El ministro francés de Exteriores expresó su “preocupación” el mismo día que el portaaviones USS Gerald R. Ford, el más grande del mundo, llegó a la región. Venezuela responde con el despliegue de 200.000 militares.
Francia condenó este martes las “operaciones militares” en la región del Caribe, afirmando que “ignoran las leyes internacionales”, en una declaración que coincide con la llegada del grupo de ataque del portaaviones estadounidense USS Gerald R. Ford a la zona.

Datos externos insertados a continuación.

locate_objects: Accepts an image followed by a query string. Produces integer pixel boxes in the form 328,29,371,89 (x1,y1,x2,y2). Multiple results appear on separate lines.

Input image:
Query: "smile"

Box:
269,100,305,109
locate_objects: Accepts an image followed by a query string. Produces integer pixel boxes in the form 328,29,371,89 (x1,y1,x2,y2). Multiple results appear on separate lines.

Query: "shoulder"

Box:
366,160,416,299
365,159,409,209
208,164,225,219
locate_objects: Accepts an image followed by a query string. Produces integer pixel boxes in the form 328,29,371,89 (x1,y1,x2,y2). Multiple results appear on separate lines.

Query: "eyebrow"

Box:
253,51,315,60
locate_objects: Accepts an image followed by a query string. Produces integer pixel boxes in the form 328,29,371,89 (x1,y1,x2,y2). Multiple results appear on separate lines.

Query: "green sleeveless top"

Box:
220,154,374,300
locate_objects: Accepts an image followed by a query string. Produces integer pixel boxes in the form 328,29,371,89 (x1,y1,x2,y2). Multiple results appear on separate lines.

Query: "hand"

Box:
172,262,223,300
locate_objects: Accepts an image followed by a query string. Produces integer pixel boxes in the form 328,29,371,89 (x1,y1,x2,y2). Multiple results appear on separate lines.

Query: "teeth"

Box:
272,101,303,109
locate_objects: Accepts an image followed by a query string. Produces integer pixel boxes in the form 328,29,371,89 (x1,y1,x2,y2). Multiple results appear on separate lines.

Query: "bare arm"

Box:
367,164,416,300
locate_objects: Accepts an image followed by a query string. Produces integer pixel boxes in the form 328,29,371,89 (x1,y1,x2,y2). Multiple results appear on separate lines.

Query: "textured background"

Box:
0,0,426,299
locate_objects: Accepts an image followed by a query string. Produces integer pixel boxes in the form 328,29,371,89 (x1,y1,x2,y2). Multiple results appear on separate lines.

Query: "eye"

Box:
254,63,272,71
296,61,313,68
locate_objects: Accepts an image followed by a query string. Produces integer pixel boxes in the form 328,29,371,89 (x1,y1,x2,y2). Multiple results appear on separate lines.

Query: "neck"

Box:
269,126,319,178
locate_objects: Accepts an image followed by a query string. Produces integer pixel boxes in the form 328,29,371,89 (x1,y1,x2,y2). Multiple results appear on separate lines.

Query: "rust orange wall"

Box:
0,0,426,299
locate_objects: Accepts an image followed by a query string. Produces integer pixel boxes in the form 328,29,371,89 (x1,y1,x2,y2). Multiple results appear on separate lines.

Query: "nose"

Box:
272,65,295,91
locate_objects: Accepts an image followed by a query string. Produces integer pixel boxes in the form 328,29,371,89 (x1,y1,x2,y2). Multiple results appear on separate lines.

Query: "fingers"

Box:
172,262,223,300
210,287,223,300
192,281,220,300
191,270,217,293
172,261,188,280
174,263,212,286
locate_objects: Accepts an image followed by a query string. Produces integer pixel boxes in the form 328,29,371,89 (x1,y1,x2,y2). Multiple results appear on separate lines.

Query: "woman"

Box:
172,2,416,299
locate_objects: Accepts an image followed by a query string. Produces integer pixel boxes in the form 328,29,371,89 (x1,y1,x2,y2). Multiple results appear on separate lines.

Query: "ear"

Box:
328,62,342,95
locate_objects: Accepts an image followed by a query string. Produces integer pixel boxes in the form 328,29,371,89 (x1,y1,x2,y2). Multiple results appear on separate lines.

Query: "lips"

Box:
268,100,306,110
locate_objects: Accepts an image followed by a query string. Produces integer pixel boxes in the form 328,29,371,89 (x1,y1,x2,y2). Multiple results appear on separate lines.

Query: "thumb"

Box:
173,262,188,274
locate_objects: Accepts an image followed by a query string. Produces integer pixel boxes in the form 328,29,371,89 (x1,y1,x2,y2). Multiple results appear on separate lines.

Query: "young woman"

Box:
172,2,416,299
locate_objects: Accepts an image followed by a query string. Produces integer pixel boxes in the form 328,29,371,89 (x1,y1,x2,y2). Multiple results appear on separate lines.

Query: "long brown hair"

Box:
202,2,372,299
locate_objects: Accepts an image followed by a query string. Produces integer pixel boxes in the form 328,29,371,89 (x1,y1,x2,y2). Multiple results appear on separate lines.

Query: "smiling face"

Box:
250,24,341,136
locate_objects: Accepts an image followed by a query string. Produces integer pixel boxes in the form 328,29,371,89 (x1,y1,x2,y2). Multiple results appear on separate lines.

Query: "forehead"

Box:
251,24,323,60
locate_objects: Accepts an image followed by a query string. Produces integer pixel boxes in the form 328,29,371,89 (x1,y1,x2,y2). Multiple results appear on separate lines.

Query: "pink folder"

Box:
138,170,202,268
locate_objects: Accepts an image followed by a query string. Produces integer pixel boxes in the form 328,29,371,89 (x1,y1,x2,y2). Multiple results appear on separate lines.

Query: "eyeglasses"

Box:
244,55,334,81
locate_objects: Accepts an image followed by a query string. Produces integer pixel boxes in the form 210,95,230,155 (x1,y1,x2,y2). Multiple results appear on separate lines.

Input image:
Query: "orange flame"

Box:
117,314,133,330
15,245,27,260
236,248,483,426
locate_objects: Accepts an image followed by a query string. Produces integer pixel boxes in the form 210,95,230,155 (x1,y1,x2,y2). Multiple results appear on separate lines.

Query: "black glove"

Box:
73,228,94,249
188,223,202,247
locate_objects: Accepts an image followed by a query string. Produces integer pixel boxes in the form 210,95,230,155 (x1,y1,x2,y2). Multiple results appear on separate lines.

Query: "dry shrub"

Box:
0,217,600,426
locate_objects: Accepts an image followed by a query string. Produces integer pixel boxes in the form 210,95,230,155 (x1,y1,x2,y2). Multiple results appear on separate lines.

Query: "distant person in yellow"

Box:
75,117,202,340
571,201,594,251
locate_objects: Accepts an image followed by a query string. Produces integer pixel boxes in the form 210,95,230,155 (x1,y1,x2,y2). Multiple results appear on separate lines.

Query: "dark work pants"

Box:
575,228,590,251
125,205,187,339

La advertencia fue lanzada por el ministro de Asuntos Exteriores galo, Jean-Noël Barrot, a su llegada a la localidad canadiense de Niagara-on-the-Lake, donde se celebra una reunión de dos días de los países del G7.
Preocupación por la inestabilidad
“Hemos observado, con preocupación, las operaciones militares en la región caribeña porque ignoran las leyes internacionales”, afirmó Barrot a los periodistas. El ministro añadió que Francia, al tener “varios territorios bajo su soberanía” en la región donde “viven más de un millón” de ciudadanos franceses, tiene un interés directo en la estabilidad del área.
Barrot recalcó que “era esencial evitar inestabilidad y una potencial escalada”, sin mencionar explícitamente a ningún país.
El despliegue militar estadounidense
La declaración del jefe de la diplomacia francesa se produce el mismo día en que el USS Gerald R. Ford, el portaaviones más grande del mundo, y su grupo de ataque llegaron al Caribe. La misión oficial de este despliegue, según Washington, es apoyar los ataques que las fuerzas estadounidenses realizan contra embarcaciones que supuestamente transportan drogas.
Sin embargo, analistas y políticos han advertido que el movimiento podría ser un preludio de acciones militares de EE.UU. contra Venezuela, una interpretación que ha encontrado eco en la respuesta del gobierno de ese país.
La respuesta de Venezuela
Ante la creciente tensión, el Gobierno venezolano presidido por Nicolás Maduro anunció este martes el despliegue de unos 200.000 efectivos militares por todo el país para defenderse de lo que calificó como “amenazas imperiales”.
La condena de Francia, un aliado tradicional de Estados Unidos, introduce un elemento de discordia entre las potencias occidentales y refleja la preocupación por una escalada militar en una región donde varias potencias tienen intereses estratégicos y territorios soberanos. La situación sitúa la crisis caribeña en la agenda del G7 en un momento de alta sensibilidad geopolítica.